There is a lot of excitement and zeal when it comes to the topic of stock prediction; a lot of communities like business, linguistics, sciences, engineering, etc. do the research on stock prediction, and in a many different ways . Conventionally stock prediction was done in more of a visual way or on paper and things were pretty slow. Since computers the ease and speed of computation has increased monumentally. To keep up with the market, the research has to be exceptionally innovative and should “leave no stone unturned”-Euripides. There are mainly two types of trading approaches, Fundamental and Technical. Fundamentalist trade stocks based on the company’s news like earning announcement, acquisitions, analyst’s recommendation, etc. On the other side the technicians’ deal with charts and graphs and techniques like Fibonacci retracements tools etc.

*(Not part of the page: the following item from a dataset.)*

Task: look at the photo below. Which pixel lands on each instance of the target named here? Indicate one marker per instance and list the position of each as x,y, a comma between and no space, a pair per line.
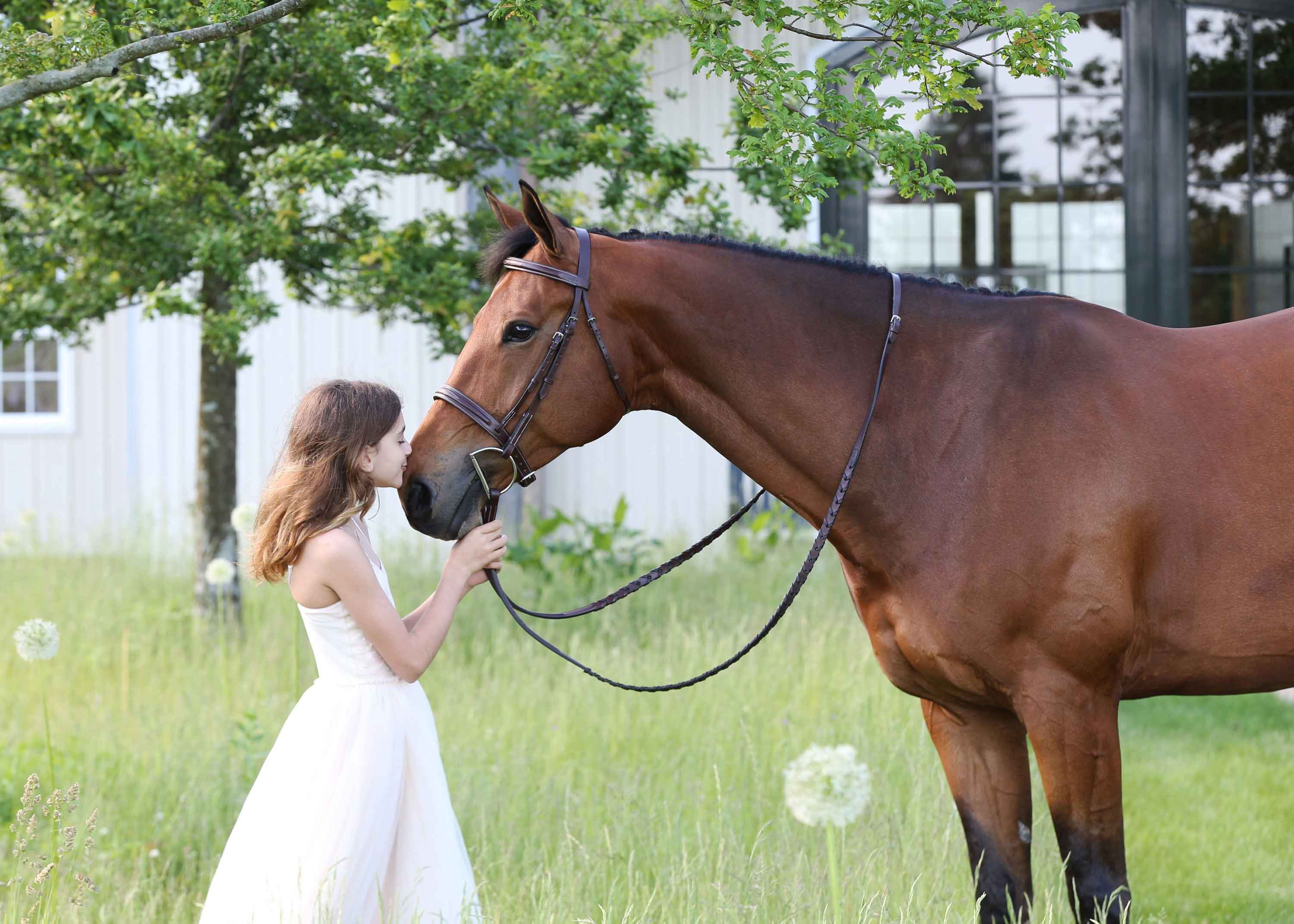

Background and Problem Statement

The main motive behind this thesis is to predict the long-term stock market movement, to find out patterns in technical indicators, analyze the sentimental value of a piece of text and find its correlation with the market prices. Financial markets are very huge and all the financial markets around the globe are interconnected in some way or the other, so for an investor it is very difficult to understand the whole market or to read each and every piece of text. So automated systems have the capability to outperform humans, and more and more research suggests the same. These automated systems make use of a lot of things like historical prices, textual data, volume of shares traded and probably some more complex mathematical concepts, which only certain experts understand.. A lot of previous study indicates that more and more research is shifting towards high frequency trading; investors do not want to miss even a second, it is more about seconds and minutes, which previously was about weeks and days. Most of the information generated these days is by common people, which can come up on websites like Twitter, Facebook or even comments posted on various websites. This information forms the basis of many high frequency 3 trading systems. There are some things, which either textual data or technical indicators cannot do. For example, the 2008 crisis or any other major crisis that hits any economy or economies, it is almost impossible to predict solely based on technical indicators, because such events are very rare.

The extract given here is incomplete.